Acceleration Multiple Heads Decoding for LLM via Dynamic Tree Attention
Zhendong Zhang
TL;DR
Problem: latency bottlenecks in LLM inference arise from memory bandwidth and the sequential nature of autoregressive decoding. Approach: replace fixed MEDUSA tree with dynamic tree attention and a lightweight candidate-generation pipeline that uses Cartesian-product sampling across $K$ heads with $K=4$, $n=64$, $m=32$, and computes $P(i_1,...,i_k) = \prod_{j=1}^k p_{i_j}^{(j)}$ to select top candidates; construct dynamic-tree buffers with $O(K n)$ complexity. Findings: experiments on Vicuna-7B and MT-Bench show improved decoding efficiency with maintained generation quality, albeit with ~10% slower wall-clock time due to current overhead; code is publicly available.
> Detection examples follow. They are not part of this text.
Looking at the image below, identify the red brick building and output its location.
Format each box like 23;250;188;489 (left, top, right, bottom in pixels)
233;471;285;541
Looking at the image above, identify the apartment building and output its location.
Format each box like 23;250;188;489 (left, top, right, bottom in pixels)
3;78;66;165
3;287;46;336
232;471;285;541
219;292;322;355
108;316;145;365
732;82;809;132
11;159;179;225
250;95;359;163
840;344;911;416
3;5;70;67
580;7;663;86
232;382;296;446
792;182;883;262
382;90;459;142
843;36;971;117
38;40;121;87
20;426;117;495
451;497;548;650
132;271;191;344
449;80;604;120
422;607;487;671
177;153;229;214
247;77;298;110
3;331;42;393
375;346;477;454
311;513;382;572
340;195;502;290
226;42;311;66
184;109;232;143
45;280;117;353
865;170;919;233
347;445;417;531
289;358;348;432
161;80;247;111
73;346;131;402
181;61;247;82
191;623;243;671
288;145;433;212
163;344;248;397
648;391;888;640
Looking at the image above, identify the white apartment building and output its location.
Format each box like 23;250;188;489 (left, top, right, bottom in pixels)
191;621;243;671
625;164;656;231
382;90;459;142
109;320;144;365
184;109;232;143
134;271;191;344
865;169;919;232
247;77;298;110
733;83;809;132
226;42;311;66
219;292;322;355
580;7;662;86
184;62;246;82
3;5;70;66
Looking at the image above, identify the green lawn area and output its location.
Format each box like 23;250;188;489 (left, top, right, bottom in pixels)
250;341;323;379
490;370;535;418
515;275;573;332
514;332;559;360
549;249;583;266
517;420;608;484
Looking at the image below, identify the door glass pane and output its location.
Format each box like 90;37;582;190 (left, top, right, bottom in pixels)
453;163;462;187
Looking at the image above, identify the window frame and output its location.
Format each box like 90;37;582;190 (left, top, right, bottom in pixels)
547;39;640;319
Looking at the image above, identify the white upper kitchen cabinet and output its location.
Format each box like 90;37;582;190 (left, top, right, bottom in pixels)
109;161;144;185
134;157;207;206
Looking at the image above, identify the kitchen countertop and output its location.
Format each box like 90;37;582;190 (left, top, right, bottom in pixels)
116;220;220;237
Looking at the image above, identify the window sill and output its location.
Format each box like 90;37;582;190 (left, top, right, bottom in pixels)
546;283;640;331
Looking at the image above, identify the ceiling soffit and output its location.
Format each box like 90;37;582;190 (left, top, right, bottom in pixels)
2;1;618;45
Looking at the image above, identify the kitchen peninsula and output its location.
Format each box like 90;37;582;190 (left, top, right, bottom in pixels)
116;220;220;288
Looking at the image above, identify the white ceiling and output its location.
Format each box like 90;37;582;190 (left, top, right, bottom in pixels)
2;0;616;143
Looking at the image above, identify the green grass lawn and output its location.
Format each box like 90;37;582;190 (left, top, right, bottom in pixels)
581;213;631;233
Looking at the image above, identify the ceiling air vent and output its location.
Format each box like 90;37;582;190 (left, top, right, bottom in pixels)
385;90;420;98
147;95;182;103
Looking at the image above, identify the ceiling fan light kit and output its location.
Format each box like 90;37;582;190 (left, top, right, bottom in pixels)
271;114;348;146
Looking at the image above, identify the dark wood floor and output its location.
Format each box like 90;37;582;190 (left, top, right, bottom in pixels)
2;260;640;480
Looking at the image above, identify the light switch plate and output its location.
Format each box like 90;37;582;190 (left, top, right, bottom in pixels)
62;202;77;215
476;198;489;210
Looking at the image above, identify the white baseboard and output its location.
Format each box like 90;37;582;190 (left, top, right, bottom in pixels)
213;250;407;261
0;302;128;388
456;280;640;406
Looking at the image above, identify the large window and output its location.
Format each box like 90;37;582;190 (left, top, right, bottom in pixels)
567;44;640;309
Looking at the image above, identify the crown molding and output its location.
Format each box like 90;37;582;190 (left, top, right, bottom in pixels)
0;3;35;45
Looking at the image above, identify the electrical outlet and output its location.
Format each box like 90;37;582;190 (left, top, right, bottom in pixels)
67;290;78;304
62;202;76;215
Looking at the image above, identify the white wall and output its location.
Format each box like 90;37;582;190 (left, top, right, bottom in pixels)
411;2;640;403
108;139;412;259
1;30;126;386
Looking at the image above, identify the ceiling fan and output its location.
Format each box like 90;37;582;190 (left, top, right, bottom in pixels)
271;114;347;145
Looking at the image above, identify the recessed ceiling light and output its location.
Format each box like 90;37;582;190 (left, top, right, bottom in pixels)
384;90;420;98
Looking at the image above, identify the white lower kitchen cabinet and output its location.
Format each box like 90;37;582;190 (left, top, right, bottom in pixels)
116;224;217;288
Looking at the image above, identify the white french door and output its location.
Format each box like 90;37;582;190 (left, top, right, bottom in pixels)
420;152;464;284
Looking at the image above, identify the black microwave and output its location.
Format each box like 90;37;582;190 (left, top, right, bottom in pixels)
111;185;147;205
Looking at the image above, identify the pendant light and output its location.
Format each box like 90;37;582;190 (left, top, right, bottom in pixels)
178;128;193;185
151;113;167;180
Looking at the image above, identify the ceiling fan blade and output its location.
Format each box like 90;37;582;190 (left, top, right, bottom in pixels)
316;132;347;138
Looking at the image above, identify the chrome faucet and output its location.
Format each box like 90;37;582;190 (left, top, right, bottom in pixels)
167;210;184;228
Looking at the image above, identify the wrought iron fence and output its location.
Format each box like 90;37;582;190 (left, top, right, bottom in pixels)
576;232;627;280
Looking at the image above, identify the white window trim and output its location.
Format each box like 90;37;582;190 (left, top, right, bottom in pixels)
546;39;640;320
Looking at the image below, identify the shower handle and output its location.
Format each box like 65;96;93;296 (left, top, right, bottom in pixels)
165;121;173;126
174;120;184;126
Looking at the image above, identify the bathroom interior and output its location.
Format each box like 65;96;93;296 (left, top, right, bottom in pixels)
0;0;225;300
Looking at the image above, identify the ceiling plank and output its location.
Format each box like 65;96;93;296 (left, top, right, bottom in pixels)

Significance: demonstrates that context-aware dynamic tree structures can accelerate multi-head decoding in LLMs with modest overhead and manageable complexity, offering a practical route to reduce inference latency.
Abstract
Multiple heads decoding accelerates the inference of Large Language Models (LLMs) by predicting next several tokens simultaneously. It generates and verifies multiple candidate sequences in parallel via tree attention with a fixed structure. In this paper, we replace the fixed tree attention with dynamic tree attention on multiple head decoding, specifically in the context of MEDUSA. We propose a simple and low complexity strategy to generate candidates and construct the dynamic tree structure. Preliminary experiments show that the proposed method improves the decoding efficiency of multiple head decoding for LLMs while maintaining the generation quality. This result demonstrates the potential for improvement of multiple head decoding in candidate generation.